The problem is that the instrumentation code generated by memcheck
depends on that size -- that is, the number needs to be known at
translation time.
I'll contemplate this.
Let us know of any other insns you need.
J
|
|
From: Julian S. <js...@ac...> - 2005-09-06 11:06:45
|
> lswx and stswx are rearing their ugly heads again. I have two > solutions coded up, but neither is great. > > 1. Abuse Mux0X by performing 128 1-byte memory ops from either > the right place in memory or a scratch location. lswx generates > about 1800 instructions, and 1400 for stswx. I figured out in principle how to do this so that it (1) only references memory it should and (2) is correctly instrumentable by memcheck. Getting sane performance out of it will involve adding a bit more magic to the IR optimiser, though. Can you show me the insns in context? In particular it would be useful to know how XER is set up prior to the insns. J |
|
From: Greg P. <gp...@us...> - 2005-09-06 20:56:53
|
Julian Seward writes:
> Let us know of any other insns you need.
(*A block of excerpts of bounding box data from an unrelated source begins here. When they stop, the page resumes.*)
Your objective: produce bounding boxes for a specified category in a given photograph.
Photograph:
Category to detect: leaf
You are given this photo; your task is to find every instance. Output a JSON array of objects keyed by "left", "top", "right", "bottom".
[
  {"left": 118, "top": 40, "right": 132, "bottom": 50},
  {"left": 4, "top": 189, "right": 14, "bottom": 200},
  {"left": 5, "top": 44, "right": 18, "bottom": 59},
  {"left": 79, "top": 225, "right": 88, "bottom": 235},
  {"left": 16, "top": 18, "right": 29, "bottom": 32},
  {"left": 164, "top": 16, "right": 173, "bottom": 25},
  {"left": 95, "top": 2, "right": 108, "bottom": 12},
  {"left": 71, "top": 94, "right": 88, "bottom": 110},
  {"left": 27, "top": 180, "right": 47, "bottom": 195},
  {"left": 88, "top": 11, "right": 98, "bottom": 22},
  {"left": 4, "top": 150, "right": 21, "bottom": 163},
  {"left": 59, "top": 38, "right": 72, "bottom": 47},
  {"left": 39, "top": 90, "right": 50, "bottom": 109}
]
I think I'm getting the hang of vex's IR, so I should be able to
write ordinary instructions myself now. I have implementations
of lswi and stswi, though they need a bit more testing.
[lswx/stswx]
> Can you show me the insns in context? In particular it would
> be useful to know how XER is set up prior to the insns.
The uses I've seen so far are the G3 and G4 hand-written bcopy(),
which use lswx/stswx pairs for copying some parts of some lengths.
They're in the Darwin source at xnu:osfmk/ppc/commpage/bcopy_g3.s
and bcopy_g4.s .
Two excerpts are below. They include:
* G3, length <= 32 bytes
* G3, handle misaligned bytes at the start
* G4, handle misaligned bytes at the start.
I've hilited the more relevant instructions in uppercase.
#define rs r4
#define rd r12
#define rc r5
#define w1 r6
#define w2 r7
#define w3 r8
#define w4 r9
#define w5 r10
#define w6 r11
// G3 bcopy(src=r3, dst=r4 (later rd), len=r5)
bcopy_g3:
cmplwi r5,kLong // length > 32 bytes?
sub w1,r4,r3 // must move in reverse if (rd-rs)<rc
mr rd,r4 // start to move source & dest to canonic spot
bge LLong0 // skip if long operand
MTXER r5 // set length for string ops
LSWX r5,0,r3 // load bytes into r5-r12
STSWX r5,0,r4 // store them
blr
// Long operands (more than 32 bytes.)
// w1 = (rd-rs), used to check for alignment
LLong0: // enter from bcopy()
mr rs,r3 // must leave r3 alone (it is return value for memcpy)
LLong1: // enter from memcpy() and memmove()
cmplw cr1,w1,rc // set cr1 blt iff we must move reverse
rlwinm r0,w1,0,0x3 // are operands relatively word-aligned?
NEG w2,rd // prepare to align destination
cmpwi cr5,r0,0 // set cr5 beq if relatively word aligned
blt cr1,LLongReverse // handle reverse move
ANDI. w4,w2,3 // w4 <- #bytes to word align destination
beq cr5,LLongFloat // relatively aligned so use FPRs
sub rc,rc,w4 // adjust count for alignment
srwi r0,rc,5 // get #chunks to xfer (>=1)
rlwinm rc,rc,0,0x1F // mask down to leftover bytes
mtctr r0 // set up loop count
beq 1f // dest already word aligned
// Word align the destination.
MTXER w4 // byte count to xer
cmpwi r0,0 // any chunks to xfer?
LSWX w1,0,rs // move w4 bytes to align dest
add rs,rs,w4
STSWX w1,0,rd
add rd,rd,w4
beq- 2f // pathologic case, no chunks to xfer
1: [...]
// G4 bcopy, "medium" length (32..95 bytes)
// bcopy(src=rs, dst=rd, len=rc)
// Medium and long operands. Use Altivec if long enough, else scalar loops.
// w1 = (rd-rs), used to check for alignment
// cr1 = blt iff we must move reverse
LMedium:
dcbtst 0,rd // touch in destination
cmplwi cr7,rc,kLong // >= 96, long enough for vectors?
NEG w3,rd // start to compute #bytes to align destination
rlwinm r0,w1,0,0x7 // check relative 8-byte alignment
ANDI. w6,w3,7 // w6 <- #bytes to 8-byte align destination
blt cr1,LMediumReverse // handle reverse moves
rlwinm w4,w3,0,0x1F // w4 <- #bytes to 32-byte align destination
cmpwi cr6,r0,0 // set cr6 beq if relatively aligned
bge cr7,LFwdLong // long enough for vectors
// Medium length: use scalar loops.
// w6/cr0 = #bytes to 8-byte align destination
// cr6 = beq if relatively doubleword aligned
sub rc,rc,w6 // decrement length remaining
beq 1f // skip if dest already doubleword aligned
MTXER w6 // set up count for move
LSWX w1,0,rs // move w6 bytes to align destination
STSWX w1,0,rd
[...]
|